I saw this video and immediately thought, “Why don’t I see this kind of innovation and creativity in the Church?”. How is it that we know the Creator personally, but tend to kill creativity and innovative, out-of-the-box thinking?
What qualities would a church culture have to possess in order for this kind of thing to come from it in a way that is impregnated with worship and the gospel?




It could be the beverage……Heineken produces a different level of creativity than coffee. LOL
Why don't we see this kind of creativity in the Church? Well, we do in some places, but not enough!!
I think it is because we Christians fall into one of 2 categories (or both!):
A. We are legalistic – If something out of our comfort zone is done, we think, "There's no way that can bring glory to God." Loud and rockin' electric guitars? That's devil music, man. Rap? Isn't that from the dark sides of the ghetto? Hip-hop dance? Well, on MTV it looks sexual so there's no way we can bring that into the Church! That's the way some of us think. We think church is a place for quiet, reserved, proper, and sweet. So we get offended when we see otherwise. But not allowing the rough, loud, gutsy art in church is legalistic and religious.

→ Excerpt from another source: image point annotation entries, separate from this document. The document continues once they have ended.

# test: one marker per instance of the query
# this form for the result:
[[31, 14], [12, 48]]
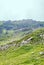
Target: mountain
[[17, 29], [27, 51]]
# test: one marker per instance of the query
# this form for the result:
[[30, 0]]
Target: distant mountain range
[[20, 24]]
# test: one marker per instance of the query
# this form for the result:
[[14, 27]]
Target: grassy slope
[[26, 55]]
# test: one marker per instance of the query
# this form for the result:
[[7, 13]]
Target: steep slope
[[10, 30], [30, 53]]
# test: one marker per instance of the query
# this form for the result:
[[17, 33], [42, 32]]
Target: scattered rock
[[41, 53]]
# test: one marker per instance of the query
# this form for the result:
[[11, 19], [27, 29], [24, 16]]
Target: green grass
[[22, 55], [28, 54]]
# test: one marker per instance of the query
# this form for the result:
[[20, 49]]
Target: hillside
[[27, 51], [15, 30]]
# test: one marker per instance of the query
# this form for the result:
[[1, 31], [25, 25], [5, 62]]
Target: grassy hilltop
[[31, 52]]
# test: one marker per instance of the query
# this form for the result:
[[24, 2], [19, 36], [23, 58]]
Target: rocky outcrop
[[4, 47]]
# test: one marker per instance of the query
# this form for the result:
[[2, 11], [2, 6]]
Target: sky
[[22, 9]]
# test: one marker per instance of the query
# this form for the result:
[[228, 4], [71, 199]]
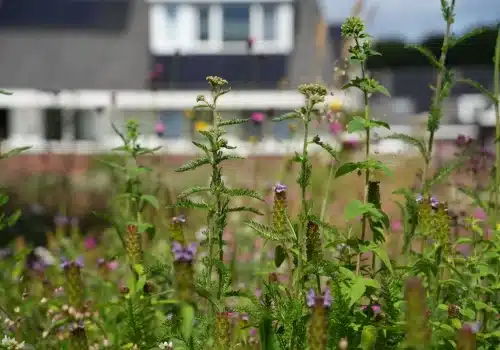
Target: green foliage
[[326, 287]]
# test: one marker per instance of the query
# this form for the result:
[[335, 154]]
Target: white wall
[[186, 37]]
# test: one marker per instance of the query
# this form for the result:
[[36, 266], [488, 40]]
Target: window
[[172, 22], [4, 124], [285, 129], [269, 11], [253, 130], [204, 12], [84, 125], [236, 19], [53, 124], [173, 122], [79, 125], [201, 120]]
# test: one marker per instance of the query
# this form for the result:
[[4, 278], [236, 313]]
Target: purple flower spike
[[179, 219], [64, 263], [475, 326], [311, 298], [61, 220], [279, 187], [185, 254], [327, 298]]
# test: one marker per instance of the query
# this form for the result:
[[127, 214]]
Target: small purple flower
[[326, 298], [67, 263], [279, 187], [179, 219], [38, 266], [61, 220], [36, 208], [310, 298], [434, 201], [475, 327], [185, 254], [376, 309], [90, 243]]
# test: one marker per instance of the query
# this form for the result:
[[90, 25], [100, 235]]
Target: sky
[[413, 20]]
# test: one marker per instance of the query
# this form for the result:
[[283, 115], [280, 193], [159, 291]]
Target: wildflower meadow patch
[[309, 284]]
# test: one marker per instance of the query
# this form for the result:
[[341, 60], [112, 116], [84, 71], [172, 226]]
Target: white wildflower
[[166, 346]]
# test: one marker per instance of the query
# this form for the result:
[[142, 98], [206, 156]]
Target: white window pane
[[269, 21], [204, 23], [173, 122], [236, 22], [282, 130], [172, 22]]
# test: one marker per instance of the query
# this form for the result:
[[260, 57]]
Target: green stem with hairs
[[496, 91], [436, 99], [366, 116]]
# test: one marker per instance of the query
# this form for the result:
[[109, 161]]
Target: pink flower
[[90, 243], [336, 127], [160, 128], [258, 117], [480, 214], [396, 225], [113, 265]]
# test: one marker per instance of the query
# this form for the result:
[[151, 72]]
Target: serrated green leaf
[[279, 256], [264, 231], [187, 314], [201, 146], [14, 152], [287, 116], [245, 208], [346, 168], [152, 200], [233, 192], [357, 290], [233, 121], [12, 219], [316, 140], [456, 41], [479, 87], [354, 209], [427, 53], [193, 164], [193, 190], [418, 143], [380, 123], [356, 124], [187, 203], [228, 157], [443, 173], [381, 253]]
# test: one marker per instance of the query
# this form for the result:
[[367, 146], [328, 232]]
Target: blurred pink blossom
[[258, 117], [480, 214], [396, 225], [90, 243], [113, 265], [160, 128], [336, 127]]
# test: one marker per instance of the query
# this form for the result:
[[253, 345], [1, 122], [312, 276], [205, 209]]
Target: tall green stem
[[496, 77], [367, 155], [436, 101]]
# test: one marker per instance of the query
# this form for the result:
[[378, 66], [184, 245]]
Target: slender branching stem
[[436, 101], [366, 116], [496, 91]]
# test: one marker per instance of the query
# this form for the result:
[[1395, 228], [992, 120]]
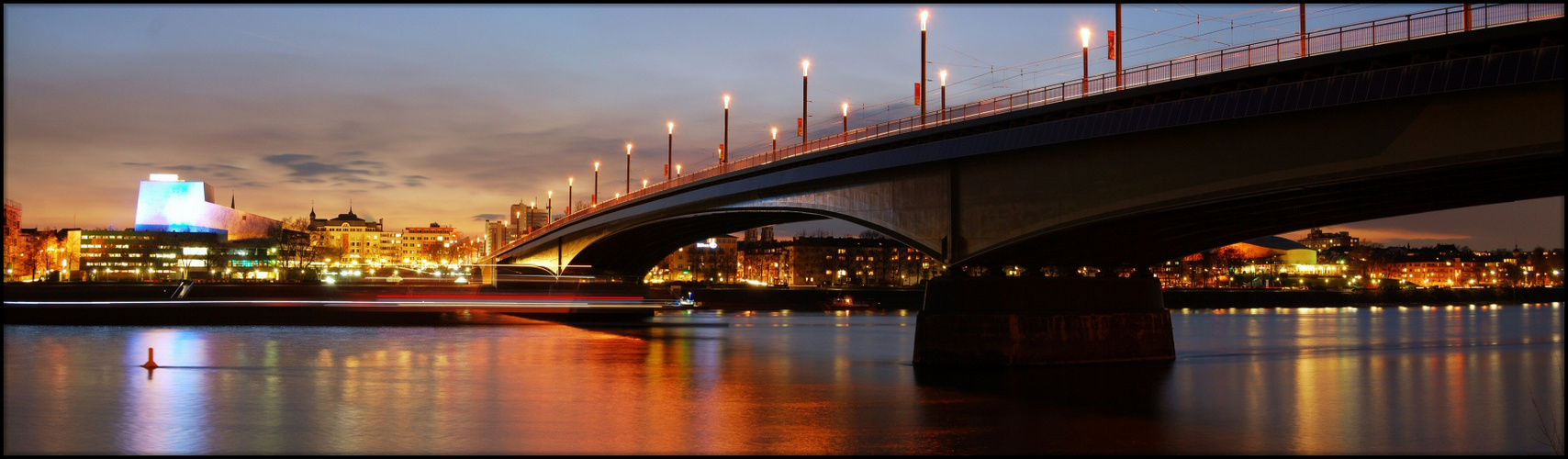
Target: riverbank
[[756, 298]]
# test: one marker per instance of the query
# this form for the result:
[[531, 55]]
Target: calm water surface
[[1304, 381]]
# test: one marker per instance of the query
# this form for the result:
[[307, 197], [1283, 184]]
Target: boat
[[682, 303], [847, 303]]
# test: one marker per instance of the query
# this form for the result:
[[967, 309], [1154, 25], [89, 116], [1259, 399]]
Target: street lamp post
[[723, 155], [1116, 48], [805, 90], [670, 159], [943, 74], [921, 86], [1084, 33], [846, 121]]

B. We are copycats – We're too caught up with being popular so all we ever do is copy what's already popular and trendy. We want to be cool and do all the cool songs and styles that everyone else is doing because we know that it will be acceptable to everyone. So we don't take risks. We don't try new things. We don't get out of the box because that might require not being in the "in" crowd.

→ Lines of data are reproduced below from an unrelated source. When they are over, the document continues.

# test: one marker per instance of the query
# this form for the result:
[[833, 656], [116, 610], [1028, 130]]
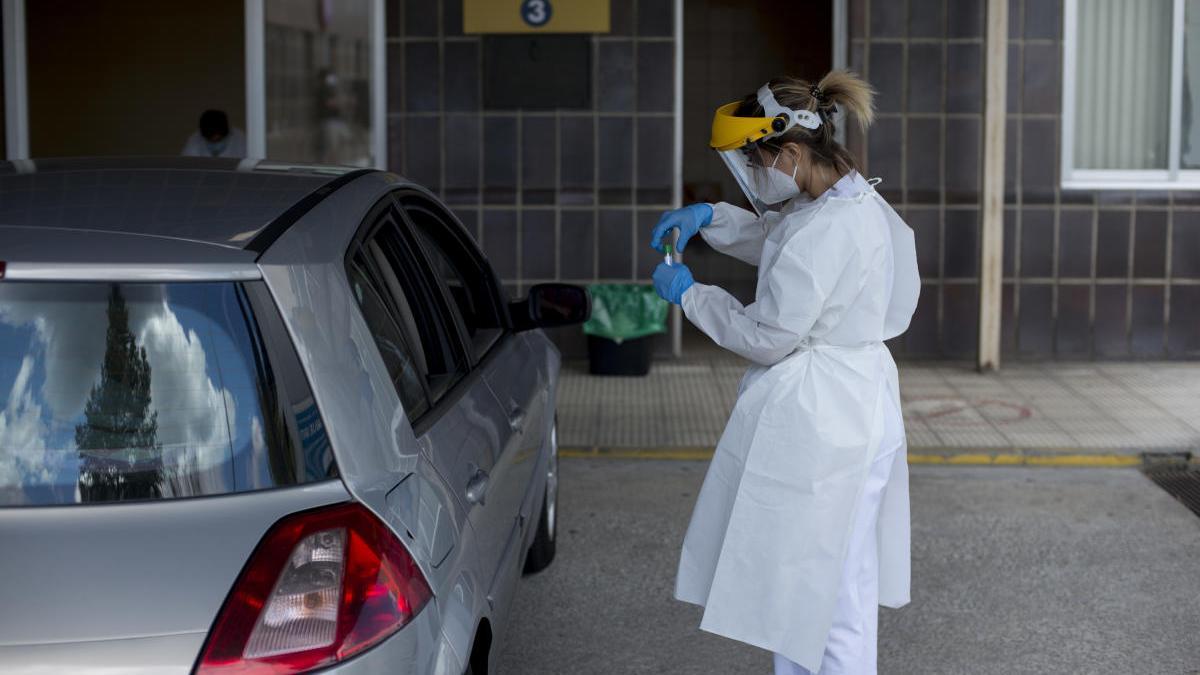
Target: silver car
[[262, 418]]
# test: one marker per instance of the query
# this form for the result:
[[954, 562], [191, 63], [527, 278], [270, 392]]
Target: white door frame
[[256, 81], [16, 90]]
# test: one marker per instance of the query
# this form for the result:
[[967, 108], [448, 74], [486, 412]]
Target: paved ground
[[1014, 571], [1037, 408]]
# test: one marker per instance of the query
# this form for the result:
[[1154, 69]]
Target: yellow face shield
[[735, 137]]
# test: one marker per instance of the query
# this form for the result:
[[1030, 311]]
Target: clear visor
[[753, 175]]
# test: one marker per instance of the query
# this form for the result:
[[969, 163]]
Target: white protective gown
[[768, 536]]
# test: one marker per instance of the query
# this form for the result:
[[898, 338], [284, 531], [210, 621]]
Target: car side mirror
[[551, 305]]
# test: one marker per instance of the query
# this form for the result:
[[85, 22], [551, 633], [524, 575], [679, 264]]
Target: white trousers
[[852, 643]]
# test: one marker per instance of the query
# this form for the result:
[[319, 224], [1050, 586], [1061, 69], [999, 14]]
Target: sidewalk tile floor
[[1120, 407]]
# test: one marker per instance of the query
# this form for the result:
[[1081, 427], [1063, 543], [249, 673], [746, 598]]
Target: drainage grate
[[1180, 482]]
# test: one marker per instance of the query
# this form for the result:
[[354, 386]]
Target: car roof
[[154, 209]]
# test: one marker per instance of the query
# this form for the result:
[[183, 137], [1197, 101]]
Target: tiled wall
[[552, 195], [1087, 274]]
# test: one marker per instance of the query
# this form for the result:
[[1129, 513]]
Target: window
[[466, 275], [405, 366], [123, 392], [415, 308], [1132, 94]]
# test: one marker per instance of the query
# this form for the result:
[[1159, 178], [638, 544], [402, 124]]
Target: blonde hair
[[837, 90]]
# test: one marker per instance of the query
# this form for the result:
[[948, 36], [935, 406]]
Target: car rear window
[[120, 392]]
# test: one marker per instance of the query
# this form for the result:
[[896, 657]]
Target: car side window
[[405, 364], [406, 287], [462, 270]]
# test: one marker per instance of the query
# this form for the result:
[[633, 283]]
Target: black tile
[[621, 17], [615, 83], [1075, 243], [423, 153], [461, 76], [1035, 326], [1150, 244], [883, 155], [921, 339], [961, 243], [395, 55], [924, 173], [1113, 244], [616, 244], [857, 18], [576, 159], [499, 160], [469, 220], [886, 73], [655, 18], [960, 320], [1037, 243], [1007, 320], [1013, 84], [1114, 197], [927, 228], [421, 77], [462, 147], [964, 18], [1039, 88], [451, 18], [1147, 329], [1012, 142], [539, 156], [616, 150], [501, 242], [1042, 18], [1186, 245], [925, 18], [655, 77], [1039, 160], [1072, 334], [887, 21], [420, 18], [655, 160], [1109, 328], [1185, 330], [964, 73], [924, 78], [538, 244], [963, 139], [1009, 264], [577, 245], [394, 11]]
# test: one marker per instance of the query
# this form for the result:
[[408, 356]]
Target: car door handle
[[516, 418], [477, 488]]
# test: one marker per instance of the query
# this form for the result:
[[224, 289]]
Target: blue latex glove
[[688, 220], [671, 281]]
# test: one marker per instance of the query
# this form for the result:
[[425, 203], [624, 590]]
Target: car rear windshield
[[119, 392]]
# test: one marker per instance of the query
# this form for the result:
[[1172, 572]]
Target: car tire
[[541, 551]]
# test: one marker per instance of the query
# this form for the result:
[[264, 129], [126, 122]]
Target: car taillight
[[322, 586]]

I think the key is to release the artists in the Church. Artists need freedom to create – we don't thrive with someone standing over our shoulders going, "Do it this way, don't do it that way." We need pastors who tell us to go for it. And we need to be congregations that allow the creative people to go for it! Sure, it might get a little messy sometimes. But it's nothing a little shepherding can't fix.
Thanks, Ben, for believing in us creative people and for telling us to go for it at KCC.

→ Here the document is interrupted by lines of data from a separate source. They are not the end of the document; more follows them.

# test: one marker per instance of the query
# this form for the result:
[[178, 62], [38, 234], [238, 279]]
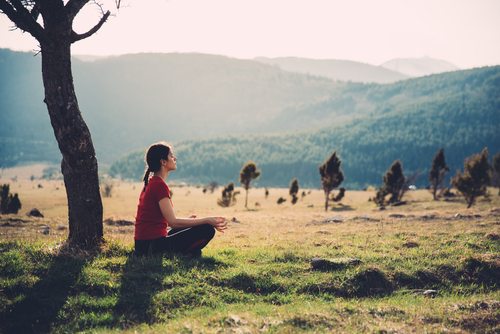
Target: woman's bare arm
[[168, 212]]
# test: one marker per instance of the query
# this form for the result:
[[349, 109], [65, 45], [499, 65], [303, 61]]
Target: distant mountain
[[419, 67], [343, 70], [411, 121], [134, 100]]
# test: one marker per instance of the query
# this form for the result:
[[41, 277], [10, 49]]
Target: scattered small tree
[[107, 186], [395, 184], [9, 203], [475, 179], [331, 175], [281, 200], [248, 173], [228, 196], [212, 186], [438, 172], [495, 172], [339, 196], [294, 189]]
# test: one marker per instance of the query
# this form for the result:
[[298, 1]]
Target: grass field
[[427, 266]]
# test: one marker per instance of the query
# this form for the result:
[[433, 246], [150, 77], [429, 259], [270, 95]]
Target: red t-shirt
[[149, 221]]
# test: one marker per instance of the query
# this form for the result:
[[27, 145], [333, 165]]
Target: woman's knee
[[207, 230]]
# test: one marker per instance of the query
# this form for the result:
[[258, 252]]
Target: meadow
[[427, 266]]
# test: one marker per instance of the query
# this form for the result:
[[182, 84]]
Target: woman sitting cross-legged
[[156, 211]]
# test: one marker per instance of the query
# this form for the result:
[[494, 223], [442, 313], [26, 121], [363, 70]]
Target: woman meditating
[[156, 211]]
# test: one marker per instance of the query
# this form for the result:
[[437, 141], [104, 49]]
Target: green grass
[[264, 282]]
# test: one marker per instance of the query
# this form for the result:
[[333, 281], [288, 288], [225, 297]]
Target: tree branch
[[74, 6], [77, 37], [22, 18]]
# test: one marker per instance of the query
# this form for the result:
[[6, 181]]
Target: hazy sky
[[463, 32]]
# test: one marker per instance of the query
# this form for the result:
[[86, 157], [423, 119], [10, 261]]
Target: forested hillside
[[132, 100], [459, 111]]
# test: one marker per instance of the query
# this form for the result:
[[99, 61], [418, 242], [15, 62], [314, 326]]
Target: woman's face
[[171, 162]]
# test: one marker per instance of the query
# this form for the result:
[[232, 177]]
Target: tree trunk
[[79, 162], [327, 195]]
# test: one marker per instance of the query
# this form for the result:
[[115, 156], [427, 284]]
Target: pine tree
[[294, 189], [228, 196], [248, 173], [438, 171], [331, 175], [475, 179], [395, 184], [495, 173]]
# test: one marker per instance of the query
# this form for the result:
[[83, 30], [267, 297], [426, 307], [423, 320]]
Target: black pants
[[189, 240]]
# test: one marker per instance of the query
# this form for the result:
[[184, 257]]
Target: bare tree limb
[[77, 37], [22, 18], [74, 6], [35, 11]]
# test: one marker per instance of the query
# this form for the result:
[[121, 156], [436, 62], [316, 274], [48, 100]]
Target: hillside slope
[[418, 67], [462, 115], [133, 100], [343, 70]]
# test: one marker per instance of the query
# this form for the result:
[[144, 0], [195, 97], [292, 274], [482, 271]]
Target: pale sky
[[463, 32]]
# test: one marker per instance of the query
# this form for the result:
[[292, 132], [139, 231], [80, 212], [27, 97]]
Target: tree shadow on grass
[[144, 277], [38, 306]]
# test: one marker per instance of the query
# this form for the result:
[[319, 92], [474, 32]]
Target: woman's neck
[[163, 174]]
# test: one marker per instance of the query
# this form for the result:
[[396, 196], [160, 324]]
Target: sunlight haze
[[465, 33]]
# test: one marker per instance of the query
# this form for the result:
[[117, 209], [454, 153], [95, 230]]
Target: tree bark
[[79, 162]]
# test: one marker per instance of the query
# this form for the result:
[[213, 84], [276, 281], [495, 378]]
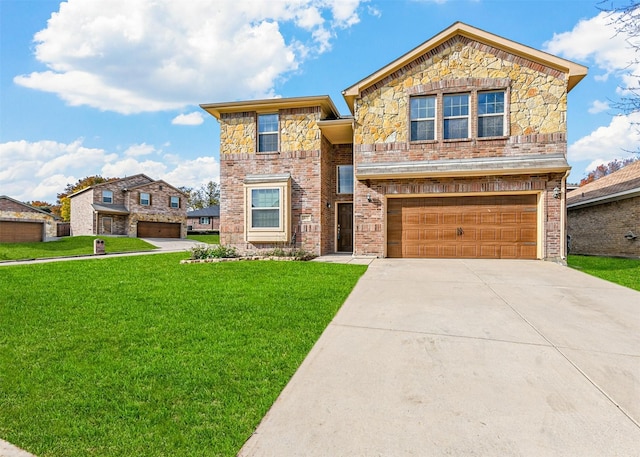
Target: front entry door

good points. I think sometimes we think "relevance" means that we copy culture (and usually the most shallow elements of our culture) and then try to sanitize it. What we always end up with when we do that is a cheap knock-off. It becomes like shopping at the $1 Store where everything looks like the original, but when you get close you realize it's cheap, plastic junk with no real value despite it's low price.
I mean, do we REALLY think that doing a sermon series called "LOST, are you found?" styled to look like the TV show is creative and relevant? I remember when Survivor was so huge and every church in town did a sermon series using all kinds of different variations on the Survivor theme. I throw up a little bit in my mouth every time I think about it.
What made films like The Matrix and Memento so great? They were original. They were genre defying/defining. U2 – Joshua Tree… Nirvana… on and on. What if we quit copying Hillsongs and Chris Tomlin? What if we defy current genres and define new ones? Why not.
I know this one is old, but it caught my attention. It is for this very reason that I don't play on worship teams anymore. It seems that being like a cd is more important than being yourself and doing what you do. Then you take others who do what they do, and put it together to make something new and meaningful. Instead, worship just turns into copying the latest fads and making the members of the team contort themselves until they meet the expectations of others. MAJOR BURN OUT! Too many times Christians are trying to offer an alternative. I don't want an alternative, I want the answer.